Des familles effrayées se sont cachées dans les buissons pendant des jours et ont dû parcourir des kilomètres pour se mettre en sécurité. « Les récits des survivants sont horribles. De nombreuses personnes rencontrées par la Commission ont été victimes d’attaques répétées. Dans le même temps, les personnes responsables des crimes sont en liberté »,  a fait valoir l’un des experts, Andrew Clapham.
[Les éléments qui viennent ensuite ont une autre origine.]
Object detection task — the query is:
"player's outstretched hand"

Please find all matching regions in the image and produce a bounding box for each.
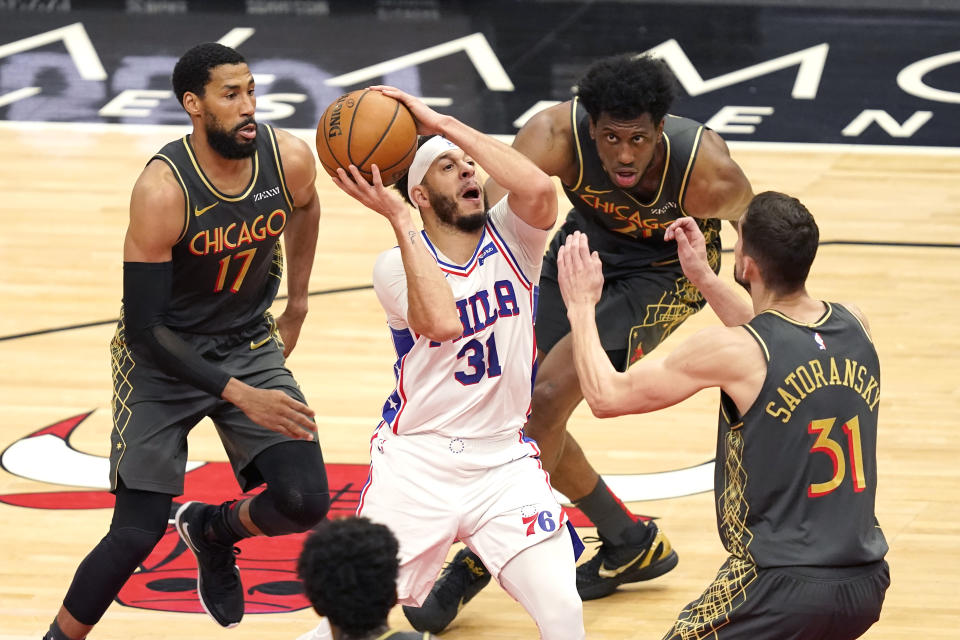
[333,165,409,220]
[223,378,317,440]
[369,85,449,136]
[557,231,603,309]
[663,218,713,285]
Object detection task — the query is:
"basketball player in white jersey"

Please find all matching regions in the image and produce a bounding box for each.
[292,87,584,640]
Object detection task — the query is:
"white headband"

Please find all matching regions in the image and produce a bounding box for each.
[407,136,460,209]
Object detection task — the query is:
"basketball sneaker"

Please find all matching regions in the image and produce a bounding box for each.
[174,502,243,629]
[403,547,490,633]
[577,521,677,600]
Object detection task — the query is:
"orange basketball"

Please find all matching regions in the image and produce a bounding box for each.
[317,89,417,185]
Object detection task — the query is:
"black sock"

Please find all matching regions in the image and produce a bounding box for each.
[204,500,255,546]
[574,478,637,544]
[43,618,77,640]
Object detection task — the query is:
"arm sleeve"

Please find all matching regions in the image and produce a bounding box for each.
[490,196,550,283]
[123,262,231,398]
[373,247,409,329]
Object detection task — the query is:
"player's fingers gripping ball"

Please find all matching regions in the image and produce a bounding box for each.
[317,89,417,186]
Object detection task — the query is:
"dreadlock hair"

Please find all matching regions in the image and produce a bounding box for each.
[575,53,677,124]
[171,42,246,105]
[297,517,400,636]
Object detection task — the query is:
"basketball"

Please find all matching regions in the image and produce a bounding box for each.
[317,89,417,185]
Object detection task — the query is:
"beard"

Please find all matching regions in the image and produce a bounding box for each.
[427,191,487,233]
[204,114,257,160]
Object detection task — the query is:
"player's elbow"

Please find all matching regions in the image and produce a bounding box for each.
[585,393,623,418]
[514,176,557,229]
[414,314,463,342]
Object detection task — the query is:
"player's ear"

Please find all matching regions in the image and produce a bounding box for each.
[410,184,430,209]
[740,255,763,282]
[183,91,200,116]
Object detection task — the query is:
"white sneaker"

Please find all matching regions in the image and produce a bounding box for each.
[297,618,333,640]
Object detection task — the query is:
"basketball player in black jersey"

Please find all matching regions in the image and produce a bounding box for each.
[44,43,330,640]
[404,55,752,633]
[297,517,433,640]
[558,191,890,640]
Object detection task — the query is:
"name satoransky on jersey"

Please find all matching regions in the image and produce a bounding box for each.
[766,356,880,424]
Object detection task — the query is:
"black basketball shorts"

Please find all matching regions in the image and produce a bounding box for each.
[110,314,306,495]
[663,557,890,640]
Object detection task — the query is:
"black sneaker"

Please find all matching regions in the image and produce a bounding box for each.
[403,547,490,633]
[174,502,243,629]
[577,521,677,600]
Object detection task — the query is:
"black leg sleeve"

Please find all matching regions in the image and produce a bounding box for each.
[63,483,173,625]
[250,440,330,536]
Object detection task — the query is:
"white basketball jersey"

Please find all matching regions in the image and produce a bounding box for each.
[373,198,549,440]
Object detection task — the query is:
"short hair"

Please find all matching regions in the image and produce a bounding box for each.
[575,53,677,124]
[297,516,400,636]
[393,133,437,207]
[740,191,820,294]
[171,42,247,105]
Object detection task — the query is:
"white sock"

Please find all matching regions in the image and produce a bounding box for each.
[297,618,333,640]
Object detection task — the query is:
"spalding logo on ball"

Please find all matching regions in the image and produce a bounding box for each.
[317,89,417,185]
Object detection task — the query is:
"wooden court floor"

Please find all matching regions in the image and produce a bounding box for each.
[0,123,960,640]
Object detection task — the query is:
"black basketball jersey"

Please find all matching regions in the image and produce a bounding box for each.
[153,124,293,333]
[714,302,887,567]
[563,98,720,263]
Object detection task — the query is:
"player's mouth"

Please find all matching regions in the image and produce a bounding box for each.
[460,185,483,205]
[237,122,257,140]
[613,169,637,187]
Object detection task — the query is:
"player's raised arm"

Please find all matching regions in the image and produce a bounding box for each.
[683,129,753,225]
[663,218,754,327]
[333,165,463,342]
[275,129,320,357]
[484,101,576,202]
[559,232,763,418]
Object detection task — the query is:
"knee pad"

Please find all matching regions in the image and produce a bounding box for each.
[63,527,164,625]
[250,487,330,536]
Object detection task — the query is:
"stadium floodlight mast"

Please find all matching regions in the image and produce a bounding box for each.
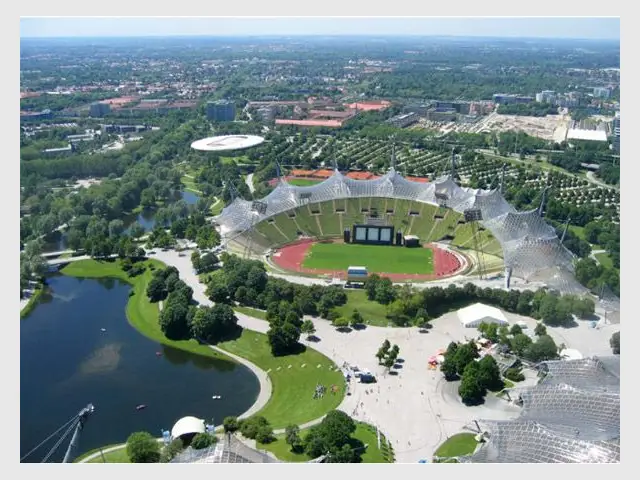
[463,208,485,280]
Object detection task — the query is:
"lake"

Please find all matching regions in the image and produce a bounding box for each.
[43,190,200,253]
[20,275,260,462]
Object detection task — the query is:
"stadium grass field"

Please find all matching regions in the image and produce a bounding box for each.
[287,178,321,187]
[302,243,434,275]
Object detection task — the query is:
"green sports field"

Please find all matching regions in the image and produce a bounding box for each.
[302,243,433,275]
[287,178,321,187]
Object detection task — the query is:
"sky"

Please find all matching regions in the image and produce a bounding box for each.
[20,17,620,40]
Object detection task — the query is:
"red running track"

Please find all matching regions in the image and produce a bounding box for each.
[272,239,463,281]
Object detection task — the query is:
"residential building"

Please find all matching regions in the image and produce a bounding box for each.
[89,102,111,118]
[387,112,420,128]
[206,100,236,122]
[593,87,611,98]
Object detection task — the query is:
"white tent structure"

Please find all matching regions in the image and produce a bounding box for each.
[171,417,205,438]
[458,303,509,328]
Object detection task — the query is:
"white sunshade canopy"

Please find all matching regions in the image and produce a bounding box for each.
[191,135,264,152]
[171,417,205,438]
[458,303,509,328]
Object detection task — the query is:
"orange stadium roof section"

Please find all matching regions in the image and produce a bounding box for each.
[276,119,342,127]
[344,100,391,112]
[346,172,377,180]
[313,168,333,178]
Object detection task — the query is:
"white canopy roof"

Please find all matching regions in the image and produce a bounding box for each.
[171,417,204,438]
[458,303,509,328]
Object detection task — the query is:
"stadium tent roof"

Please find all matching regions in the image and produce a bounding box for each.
[458,303,509,328]
[191,135,264,152]
[171,417,205,438]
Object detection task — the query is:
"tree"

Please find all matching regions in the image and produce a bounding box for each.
[333,317,349,328]
[458,361,487,405]
[300,320,316,340]
[351,308,364,326]
[375,277,395,305]
[523,335,558,363]
[222,417,240,433]
[533,322,547,337]
[511,333,533,357]
[191,432,218,450]
[509,323,522,337]
[454,341,478,376]
[440,356,458,382]
[160,438,184,463]
[284,425,303,452]
[190,303,238,343]
[146,275,168,302]
[129,222,144,240]
[382,356,396,370]
[109,218,124,237]
[196,253,218,273]
[364,273,380,301]
[478,355,504,392]
[609,332,620,355]
[159,297,190,340]
[126,432,160,463]
[267,321,300,357]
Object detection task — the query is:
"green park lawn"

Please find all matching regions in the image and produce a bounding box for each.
[335,290,390,327]
[87,447,131,463]
[62,260,345,429]
[433,433,478,457]
[257,422,393,463]
[218,330,345,429]
[303,243,433,274]
[233,307,267,320]
[287,178,321,187]
[594,252,613,268]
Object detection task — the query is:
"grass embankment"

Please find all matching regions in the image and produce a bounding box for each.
[233,307,267,320]
[257,422,394,463]
[303,243,433,274]
[433,433,478,458]
[62,260,345,429]
[73,443,131,463]
[335,290,391,327]
[61,259,232,361]
[20,284,47,318]
[218,330,345,429]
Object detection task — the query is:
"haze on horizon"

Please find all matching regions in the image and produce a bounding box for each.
[20,17,620,41]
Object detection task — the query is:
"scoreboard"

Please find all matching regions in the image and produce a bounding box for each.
[351,225,394,245]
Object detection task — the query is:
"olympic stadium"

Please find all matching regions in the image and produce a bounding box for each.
[458,355,620,463]
[214,163,587,293]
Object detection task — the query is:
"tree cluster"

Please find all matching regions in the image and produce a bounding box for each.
[146,267,237,343]
[376,339,400,370]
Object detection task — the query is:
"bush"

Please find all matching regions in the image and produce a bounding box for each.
[191,433,218,450]
[222,417,240,433]
[127,432,160,463]
[504,368,524,382]
[256,425,276,443]
[240,416,271,440]
[609,332,620,355]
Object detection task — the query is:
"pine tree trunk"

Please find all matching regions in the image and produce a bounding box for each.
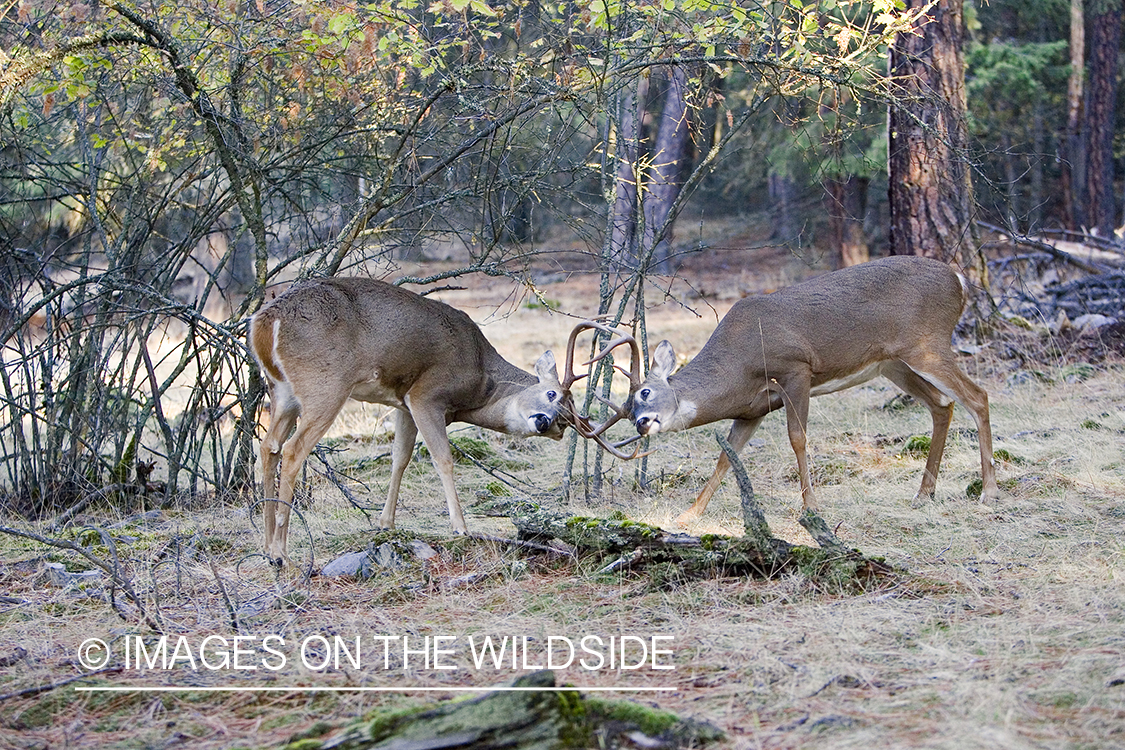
[888,0,982,268]
[640,65,690,273]
[1086,0,1122,237]
[1061,0,1086,229]
[825,174,871,269]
Une liste confidentielle de responsables présumés des crimes

Ces témoignages confirment des informations sur des attaques généralisées contre des civils recueillies l’année dernière dans plusieurs États, notamment dans le sud de l’État d’Unité, où des responsables gouvernementaux ont mené les attaques. Les conflits dans l’État du Nil supérieur et dans le nord de l’État de Jonglei ont impliqué de multiples groupes armés, avec une réponse minimale de l’État, malgré des mois d’attaques généralisées contre la population civile.

Les exécutions extrajudiciaires se sont également poursuivies, impliquant de hauts responsables de l’État, qui ont bénéficié de l’impunité même lorsque les crimes ont été filmés. Mais la Commission continue d’identifier les personnes responsables de crimes graves.

Elle tient toujours une liste confidentielle de noms et préserve les preuves à leur encontre qui pourraient être utilisées pour de futures poursuites par la Cour hybride ou d’autres mécanismes appropriés de reddition des comptes. « Nous identifierons certaines personnes qui portent la responsabilité de certains événements couverts par notre rapport dans le prochain rapport destiné aux Nations Unies, et nous espérons que le gouvernement prendra des mesures pour qu’elles rendent des comptes », a fait remarquer M. Clapham.

Les experts de la Commission présenteront son rapport sur la situation des droits de l’homme au Soudan du Sud au Conseil des droits de l’homme des Nations Unies en mars 2023, à Genève.